His hands moved to my shoulders, and he pulled me to his chest. “I know. I’m sorry. Please, let me make it up to you.”
I pushed away, looking down, noticing the glob of snack cake still on his shoes.
Who knew, maybe it would change the way they did business. Maybe he just wanted to get in my pants again, or maybe he felt bad for treating me like dirt, but it was an in. And that was what I needed.
“We can talk, but I won’t make any promises.”
“All right,” he said, handing me his phone. “Give me your number.”
I rolled my eyes as I took it from him. “Again?”
His brow knitted. “What do you mean, again?”
“I left my number for you at the hotel.” He just stared blankly at me, so I elaborated. “On a piece of paper, near the coffeemaker?”
“Coffee…” he murmured, and then snapped. “Shit.
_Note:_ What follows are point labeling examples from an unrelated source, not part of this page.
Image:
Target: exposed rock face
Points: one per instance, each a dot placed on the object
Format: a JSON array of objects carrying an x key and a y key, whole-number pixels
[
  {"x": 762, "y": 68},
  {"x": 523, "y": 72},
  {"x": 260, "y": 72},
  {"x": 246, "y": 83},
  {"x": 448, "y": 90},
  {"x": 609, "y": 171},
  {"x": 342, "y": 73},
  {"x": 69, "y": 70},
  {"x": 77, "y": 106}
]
I spilled the coffee, then I had to clean it up, and I must have… shit.”
I stared at him. So wait, Leah was right? “Are you telling me that you really lost my number?”
He pressed the heel of his hand to his eye. “It appears so.” A smile lit up his face, and he laughed. “Holy shit. I thought you never wanted to see me again. I mean, I thought you left without any contact.”
“I didn’t. I don’t do that,” I said, feeling stupid. Like, of course, I didn’t do that. Didn’t he see what a wreck I used to be, only a few short years ago? I rarely had the chance. I mean, beautiful? I looked like I ate half the city! He had to know this was all new to me. “I thought you just ditched me.”